Kesatuan dalam Perbedaan, Perbedaan dalam Kesatuan
Kolom

Kesatuan dalam Perbedaan, Perbedaan dalam Kesatuan

Negara hukum yang dipilih sesuai dengan keinginan para Founding Fathers harus dipertahankan dan disertai dengan penegakan hukum yang konsisten dan konsekuen dalam kacamata pandangan hidup bangsa Indonesia.

Bacaan 6 Menit
Frans H Winarta. Foto: Istimewa
Frans H Winarta. Foto: Istimewa

Kata-kata Yunani yang asalnya dari Aristoteles tentang Zoon Politikon yang berarti manusia itu selalu hidup dalam pergaulan hidup manusia dan dalam keadaan demikian ia selalu berorganisasi. Sering kali Zoon Politikon ini diartikan sebagai “Man is a social and political being. Selanjutnya dalam pergaulan hidup di Indonesia, masyarakat Indonesia berorganisasi dalam negara Republik Indonesia.

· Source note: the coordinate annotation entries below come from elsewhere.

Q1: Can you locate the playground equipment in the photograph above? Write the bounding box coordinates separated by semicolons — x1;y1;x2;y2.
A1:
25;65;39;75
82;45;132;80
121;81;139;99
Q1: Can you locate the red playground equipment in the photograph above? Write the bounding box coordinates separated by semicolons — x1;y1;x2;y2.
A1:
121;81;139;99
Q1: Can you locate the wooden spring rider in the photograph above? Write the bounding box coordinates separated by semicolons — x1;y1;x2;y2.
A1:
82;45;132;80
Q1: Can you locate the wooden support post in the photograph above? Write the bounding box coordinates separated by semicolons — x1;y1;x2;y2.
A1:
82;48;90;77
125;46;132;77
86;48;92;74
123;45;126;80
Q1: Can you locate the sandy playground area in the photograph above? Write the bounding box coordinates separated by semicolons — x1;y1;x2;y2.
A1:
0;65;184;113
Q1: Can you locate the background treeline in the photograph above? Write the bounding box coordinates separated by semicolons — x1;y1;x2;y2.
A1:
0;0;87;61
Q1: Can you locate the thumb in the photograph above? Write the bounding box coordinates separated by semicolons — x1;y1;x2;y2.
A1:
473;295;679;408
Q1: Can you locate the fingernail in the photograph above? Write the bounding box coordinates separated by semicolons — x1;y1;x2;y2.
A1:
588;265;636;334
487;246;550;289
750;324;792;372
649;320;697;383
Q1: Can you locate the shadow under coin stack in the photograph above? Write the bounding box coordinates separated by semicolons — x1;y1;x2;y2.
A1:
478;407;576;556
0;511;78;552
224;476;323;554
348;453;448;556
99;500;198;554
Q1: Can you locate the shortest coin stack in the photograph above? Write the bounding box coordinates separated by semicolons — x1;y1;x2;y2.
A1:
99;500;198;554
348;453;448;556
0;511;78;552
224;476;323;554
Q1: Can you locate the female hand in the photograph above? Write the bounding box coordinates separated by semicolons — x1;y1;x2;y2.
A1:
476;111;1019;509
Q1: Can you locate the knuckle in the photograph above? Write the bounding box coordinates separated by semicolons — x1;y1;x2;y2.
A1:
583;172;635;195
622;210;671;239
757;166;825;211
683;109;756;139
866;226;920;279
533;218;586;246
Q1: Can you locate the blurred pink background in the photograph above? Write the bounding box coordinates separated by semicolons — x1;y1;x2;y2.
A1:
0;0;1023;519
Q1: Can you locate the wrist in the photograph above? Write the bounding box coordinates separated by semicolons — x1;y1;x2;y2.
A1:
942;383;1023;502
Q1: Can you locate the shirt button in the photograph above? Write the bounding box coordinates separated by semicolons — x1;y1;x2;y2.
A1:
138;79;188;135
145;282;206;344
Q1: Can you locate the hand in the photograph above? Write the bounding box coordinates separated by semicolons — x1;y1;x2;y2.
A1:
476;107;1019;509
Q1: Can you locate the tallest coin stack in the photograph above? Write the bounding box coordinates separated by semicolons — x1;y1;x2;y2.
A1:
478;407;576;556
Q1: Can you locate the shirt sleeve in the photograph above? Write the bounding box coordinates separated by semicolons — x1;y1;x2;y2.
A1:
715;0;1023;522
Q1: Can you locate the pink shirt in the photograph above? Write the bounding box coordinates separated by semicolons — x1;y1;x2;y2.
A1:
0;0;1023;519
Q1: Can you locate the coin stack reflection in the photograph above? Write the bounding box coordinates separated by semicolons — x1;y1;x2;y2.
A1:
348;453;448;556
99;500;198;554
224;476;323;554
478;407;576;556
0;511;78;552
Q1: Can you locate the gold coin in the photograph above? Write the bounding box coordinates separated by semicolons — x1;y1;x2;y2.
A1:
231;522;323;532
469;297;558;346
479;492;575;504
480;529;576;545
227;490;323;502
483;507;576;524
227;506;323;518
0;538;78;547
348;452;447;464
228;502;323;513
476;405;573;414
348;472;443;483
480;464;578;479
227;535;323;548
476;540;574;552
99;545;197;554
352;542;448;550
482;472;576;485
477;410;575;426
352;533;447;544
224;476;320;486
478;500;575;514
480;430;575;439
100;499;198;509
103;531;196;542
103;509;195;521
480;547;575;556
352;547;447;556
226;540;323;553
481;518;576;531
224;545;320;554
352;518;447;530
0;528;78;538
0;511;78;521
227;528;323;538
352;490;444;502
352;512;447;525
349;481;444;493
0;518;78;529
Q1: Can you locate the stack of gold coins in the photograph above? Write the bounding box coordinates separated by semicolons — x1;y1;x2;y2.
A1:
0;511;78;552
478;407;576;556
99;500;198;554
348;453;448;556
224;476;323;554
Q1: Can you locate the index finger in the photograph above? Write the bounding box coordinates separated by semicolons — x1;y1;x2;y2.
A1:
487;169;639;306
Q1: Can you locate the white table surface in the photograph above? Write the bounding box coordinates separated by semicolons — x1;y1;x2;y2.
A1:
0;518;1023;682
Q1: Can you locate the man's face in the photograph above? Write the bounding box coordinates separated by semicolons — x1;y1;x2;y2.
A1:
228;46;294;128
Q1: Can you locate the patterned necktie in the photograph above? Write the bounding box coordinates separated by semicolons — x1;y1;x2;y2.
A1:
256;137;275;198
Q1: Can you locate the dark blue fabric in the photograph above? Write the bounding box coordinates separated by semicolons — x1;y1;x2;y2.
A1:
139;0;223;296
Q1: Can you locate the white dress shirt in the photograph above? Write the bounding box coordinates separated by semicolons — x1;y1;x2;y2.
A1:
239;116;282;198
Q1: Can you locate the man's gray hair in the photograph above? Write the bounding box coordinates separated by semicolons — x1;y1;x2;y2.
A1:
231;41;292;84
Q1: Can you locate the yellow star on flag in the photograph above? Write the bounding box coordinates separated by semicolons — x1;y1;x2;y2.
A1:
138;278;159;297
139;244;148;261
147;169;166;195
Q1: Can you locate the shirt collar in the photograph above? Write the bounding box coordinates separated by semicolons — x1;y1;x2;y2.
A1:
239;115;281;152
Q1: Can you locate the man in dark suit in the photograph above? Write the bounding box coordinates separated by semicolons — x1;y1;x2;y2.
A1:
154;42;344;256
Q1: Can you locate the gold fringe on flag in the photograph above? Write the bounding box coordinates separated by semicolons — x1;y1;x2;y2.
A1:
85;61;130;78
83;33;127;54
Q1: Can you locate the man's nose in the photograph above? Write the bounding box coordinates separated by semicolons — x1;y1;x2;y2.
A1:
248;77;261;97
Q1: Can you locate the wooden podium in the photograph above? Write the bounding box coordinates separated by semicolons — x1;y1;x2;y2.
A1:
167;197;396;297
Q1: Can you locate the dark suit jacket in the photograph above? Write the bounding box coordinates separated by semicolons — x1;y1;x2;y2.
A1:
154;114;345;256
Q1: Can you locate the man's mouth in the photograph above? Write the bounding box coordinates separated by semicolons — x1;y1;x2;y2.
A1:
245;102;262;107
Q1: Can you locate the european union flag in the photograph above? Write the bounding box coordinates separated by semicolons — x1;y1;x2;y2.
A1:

Negara di dalam pergaulan hidup yang terdiri dari manusia mempunyai fungsi mengadakan, memupuk dan memelihara tata tertib dalam pergaulan hidup antar manusia atau masyarakat tersebut. Sedangkan dalam pergaulan menurut negara Pancasila yang berintikan kekeluargaan yang mengakui perbedaan kepribadian individu secara alami kita mengakui adanya perbedaan dalam kepribadian setiap individu, seperti kita berbeda-beda secara alami baik asal-usul, etnisitas, warna kulit, budaya, keturunan, suku, agama, dan lain-lain.

Tetapi menurut pandangan hidup yang dikemukakan oleh Ir. Soekarno, yaitu Pancasila sebagai Weltanschauung, yang berarti kita adalah satu walaupun berbeda-beda. Di dalam konsep “Kesatuan Dalam Perbedaan, Perbedaan Dalam Kesatuan” yang diajarkan oleh Profesor Soediman Kartohadiprodjo, yaitu menurut penglihatan atau Anschauung atau pandangan hidup beliau yang mengajarkan bahwa kita satu walaupun berbeda-beda atau Bhinneka Tunggal Ika atau gotong royong atau kekeluargaan.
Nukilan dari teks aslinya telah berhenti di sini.